In the US, quarterly earnings reports are a responsibility as old as the Securities and Exchange Commission itself: public companies have been required to file them since 1934. Corporate short-termism, in which executives prioritize quarterly successes over long-term goals, has become a bugbear of industry leaders and policy makers alike—leading some to suggest getting rid of quarterly reports altogether. The Initiative on Global Markets at Chicago Booth ran an Economic Experts Panel poll on the idea.
Do leading economists think that filing earnings reports annually, as opposed to quarterly, would induce executives to place a higher priority on long-term issues? Nearly 40 percent agree or strongly agree. Do they think such a switch would present a net benefit to shareholders? That’s another story—nearly 30 percent disagree or strongly disagree.
Oliver Hart of Harvard agreed, with a caveat: “I am in favor of letting firms do this, but only if it is part of their charter or approved by their shareholders. It should not be a blanket rule.”
Kenneth Judd of Stanford, however, strongly disagreed, with a critical eye to accountability: “This would increase the information difference between insiders and outsiders.

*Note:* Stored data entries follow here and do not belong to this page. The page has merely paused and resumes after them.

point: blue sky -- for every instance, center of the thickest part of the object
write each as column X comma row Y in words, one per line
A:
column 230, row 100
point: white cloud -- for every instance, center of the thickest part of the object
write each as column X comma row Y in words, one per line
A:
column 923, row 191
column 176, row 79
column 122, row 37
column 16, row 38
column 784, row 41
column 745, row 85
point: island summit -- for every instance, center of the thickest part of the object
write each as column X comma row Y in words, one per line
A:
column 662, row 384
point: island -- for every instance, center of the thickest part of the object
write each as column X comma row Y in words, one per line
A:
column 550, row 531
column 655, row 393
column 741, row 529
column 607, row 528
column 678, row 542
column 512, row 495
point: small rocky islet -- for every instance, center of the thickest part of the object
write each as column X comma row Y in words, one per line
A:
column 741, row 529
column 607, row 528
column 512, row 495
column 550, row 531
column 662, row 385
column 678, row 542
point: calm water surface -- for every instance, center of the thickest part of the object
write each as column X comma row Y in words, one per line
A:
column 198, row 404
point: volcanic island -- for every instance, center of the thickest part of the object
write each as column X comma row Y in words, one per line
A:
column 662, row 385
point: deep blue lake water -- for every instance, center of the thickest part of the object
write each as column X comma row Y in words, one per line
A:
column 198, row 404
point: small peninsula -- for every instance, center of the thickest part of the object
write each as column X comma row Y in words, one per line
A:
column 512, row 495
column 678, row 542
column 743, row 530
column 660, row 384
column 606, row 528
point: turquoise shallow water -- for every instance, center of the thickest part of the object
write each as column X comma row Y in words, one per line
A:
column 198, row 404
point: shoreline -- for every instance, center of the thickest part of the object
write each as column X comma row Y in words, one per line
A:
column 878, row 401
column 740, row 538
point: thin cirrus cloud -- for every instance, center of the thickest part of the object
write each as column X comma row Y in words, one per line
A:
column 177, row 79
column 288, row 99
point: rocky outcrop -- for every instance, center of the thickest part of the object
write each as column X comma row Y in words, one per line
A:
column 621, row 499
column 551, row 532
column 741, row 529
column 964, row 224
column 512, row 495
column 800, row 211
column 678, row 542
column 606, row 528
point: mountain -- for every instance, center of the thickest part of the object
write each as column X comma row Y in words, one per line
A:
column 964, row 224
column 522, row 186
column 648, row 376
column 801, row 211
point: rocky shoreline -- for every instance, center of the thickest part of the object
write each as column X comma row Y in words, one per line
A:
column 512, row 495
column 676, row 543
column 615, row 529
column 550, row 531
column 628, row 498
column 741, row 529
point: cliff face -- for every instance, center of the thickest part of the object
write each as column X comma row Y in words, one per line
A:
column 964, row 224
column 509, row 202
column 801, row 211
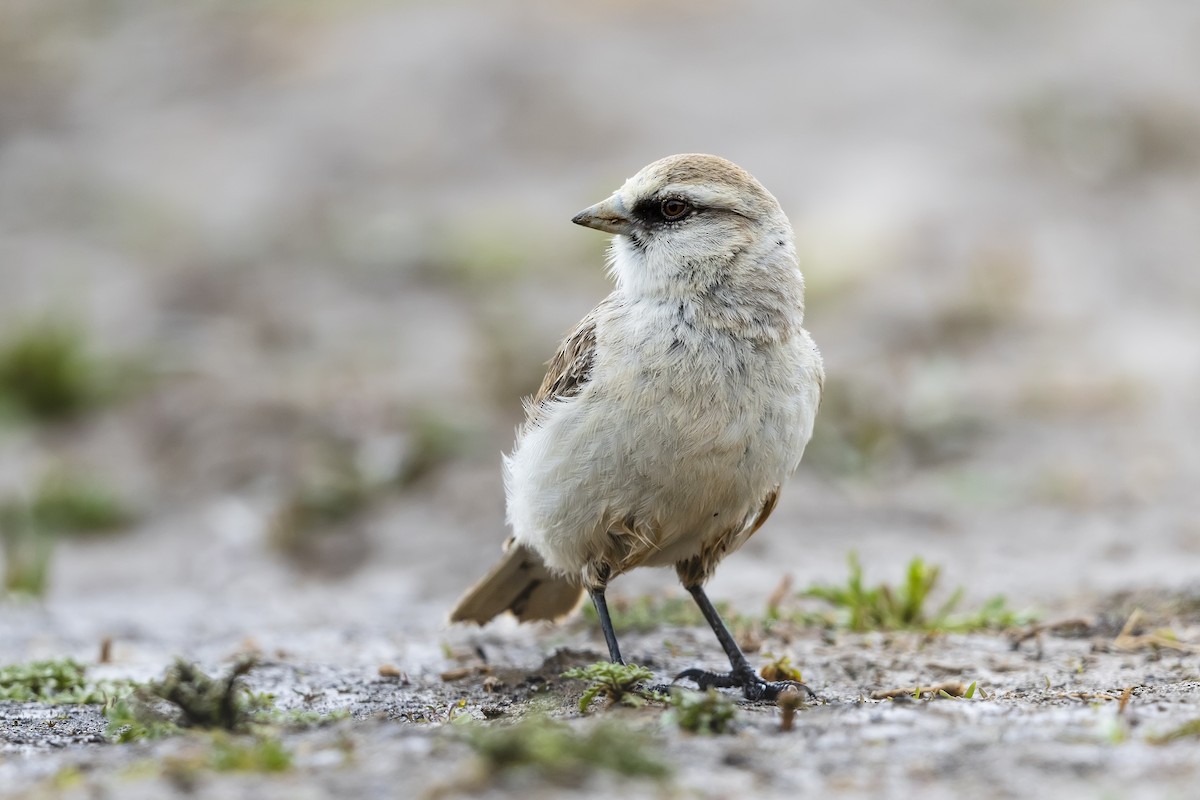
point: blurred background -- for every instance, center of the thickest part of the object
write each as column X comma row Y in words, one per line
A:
column 275, row 276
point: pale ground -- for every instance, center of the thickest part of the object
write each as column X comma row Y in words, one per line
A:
column 327, row 226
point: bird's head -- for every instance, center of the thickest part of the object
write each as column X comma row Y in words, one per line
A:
column 687, row 223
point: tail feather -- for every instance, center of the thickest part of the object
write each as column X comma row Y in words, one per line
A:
column 522, row 584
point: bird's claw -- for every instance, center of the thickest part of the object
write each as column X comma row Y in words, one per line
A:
column 753, row 686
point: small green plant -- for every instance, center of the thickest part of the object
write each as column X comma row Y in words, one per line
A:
column 559, row 753
column 618, row 683
column 249, row 755
column 780, row 668
column 187, row 698
column 65, row 504
column 57, row 681
column 882, row 607
column 702, row 713
column 76, row 504
column 47, row 372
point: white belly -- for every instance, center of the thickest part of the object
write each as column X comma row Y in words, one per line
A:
column 675, row 441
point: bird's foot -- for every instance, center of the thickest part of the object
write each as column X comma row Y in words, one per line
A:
column 753, row 686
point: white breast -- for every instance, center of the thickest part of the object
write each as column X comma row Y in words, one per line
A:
column 681, row 431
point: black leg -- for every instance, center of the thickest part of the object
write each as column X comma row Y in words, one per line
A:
column 610, row 636
column 741, row 674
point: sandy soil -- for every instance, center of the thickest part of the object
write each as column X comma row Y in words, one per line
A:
column 335, row 230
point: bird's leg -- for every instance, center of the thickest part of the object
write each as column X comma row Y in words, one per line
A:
column 741, row 674
column 610, row 636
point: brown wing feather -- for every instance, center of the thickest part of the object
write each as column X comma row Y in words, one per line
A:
column 570, row 370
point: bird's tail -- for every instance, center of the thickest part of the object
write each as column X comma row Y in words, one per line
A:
column 520, row 583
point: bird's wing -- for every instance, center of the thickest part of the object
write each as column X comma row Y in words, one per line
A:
column 570, row 370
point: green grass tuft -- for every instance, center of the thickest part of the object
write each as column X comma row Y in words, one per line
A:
column 883, row 607
column 57, row 681
column 249, row 755
column 618, row 683
column 65, row 504
column 186, row 697
column 47, row 372
column 703, row 713
column 559, row 753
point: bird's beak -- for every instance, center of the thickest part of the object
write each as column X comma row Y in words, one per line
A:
column 609, row 216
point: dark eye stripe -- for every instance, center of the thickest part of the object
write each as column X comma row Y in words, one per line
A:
column 653, row 211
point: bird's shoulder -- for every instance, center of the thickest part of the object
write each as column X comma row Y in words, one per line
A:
column 571, row 366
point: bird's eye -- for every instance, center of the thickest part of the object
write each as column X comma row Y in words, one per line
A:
column 673, row 209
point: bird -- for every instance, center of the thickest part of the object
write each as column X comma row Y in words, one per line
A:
column 671, row 416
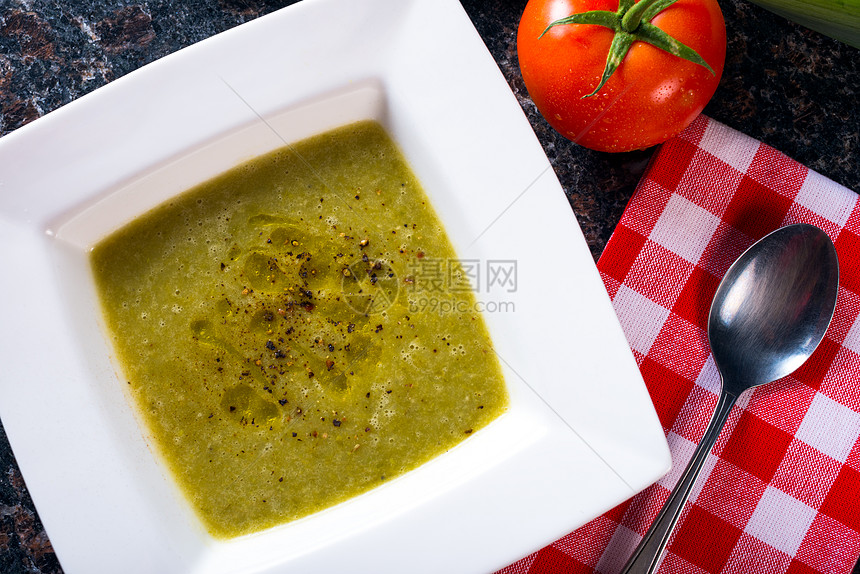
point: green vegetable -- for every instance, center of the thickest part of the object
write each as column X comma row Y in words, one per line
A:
column 838, row 19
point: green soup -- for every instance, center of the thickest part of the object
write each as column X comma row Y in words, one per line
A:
column 266, row 324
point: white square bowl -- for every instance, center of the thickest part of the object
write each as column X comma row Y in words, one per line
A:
column 581, row 434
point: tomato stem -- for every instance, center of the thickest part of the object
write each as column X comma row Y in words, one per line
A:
column 631, row 18
column 631, row 22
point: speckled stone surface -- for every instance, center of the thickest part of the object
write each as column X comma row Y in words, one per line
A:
column 789, row 87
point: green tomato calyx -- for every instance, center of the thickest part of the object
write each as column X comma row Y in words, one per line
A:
column 631, row 22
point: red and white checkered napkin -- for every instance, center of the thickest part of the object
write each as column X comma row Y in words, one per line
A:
column 780, row 492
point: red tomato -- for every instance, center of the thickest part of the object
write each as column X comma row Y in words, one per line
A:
column 650, row 97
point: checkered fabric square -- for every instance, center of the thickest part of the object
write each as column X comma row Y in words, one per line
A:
column 780, row 492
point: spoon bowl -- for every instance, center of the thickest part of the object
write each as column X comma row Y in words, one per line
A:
column 769, row 313
column 773, row 306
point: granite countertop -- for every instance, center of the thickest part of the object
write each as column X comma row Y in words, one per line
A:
column 787, row 86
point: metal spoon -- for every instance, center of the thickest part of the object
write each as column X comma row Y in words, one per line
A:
column 768, row 315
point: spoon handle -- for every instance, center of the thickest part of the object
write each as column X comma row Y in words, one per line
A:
column 647, row 555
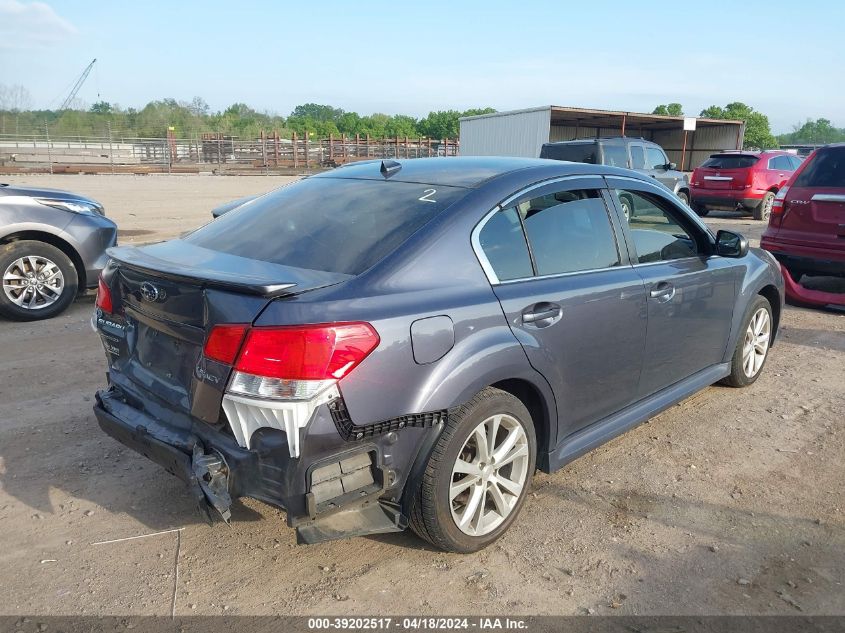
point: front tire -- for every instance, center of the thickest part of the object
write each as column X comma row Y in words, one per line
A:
column 39, row 281
column 752, row 348
column 477, row 475
column 763, row 210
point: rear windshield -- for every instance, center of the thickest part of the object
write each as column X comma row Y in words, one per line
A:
column 730, row 161
column 576, row 152
column 827, row 169
column 330, row 224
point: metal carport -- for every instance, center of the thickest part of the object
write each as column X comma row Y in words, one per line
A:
column 523, row 132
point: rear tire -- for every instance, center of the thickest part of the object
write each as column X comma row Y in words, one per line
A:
column 39, row 281
column 478, row 474
column 763, row 210
column 752, row 347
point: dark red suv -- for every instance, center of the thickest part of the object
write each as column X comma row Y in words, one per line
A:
column 744, row 181
column 806, row 231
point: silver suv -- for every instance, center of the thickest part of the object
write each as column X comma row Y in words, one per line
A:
column 620, row 151
column 52, row 247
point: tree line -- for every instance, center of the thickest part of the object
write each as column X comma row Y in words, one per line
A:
column 194, row 118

Management would have more time to hide their mistakes.”
Caroline Hoxby, Judd’s colleague at Stanford, disagreed on different grounds: “Smart investors are perfectly capable of evaluating firms using a combination of multiple quarterly reports.”
Robert Hall of Stanford disagreed: “Public markets need certified disclosure regimes. Businesses that are harmed by disclosure should be private.”
Bengt Holmstrom of MIT strongly disagreed: “One year [is] far too infrequent for well-functioning markets.”
Larry Samuelson of Yale remained uncertain: “The modest push toward better weighting of long-term issues must be balanced against the attendant loss of information and accountability.”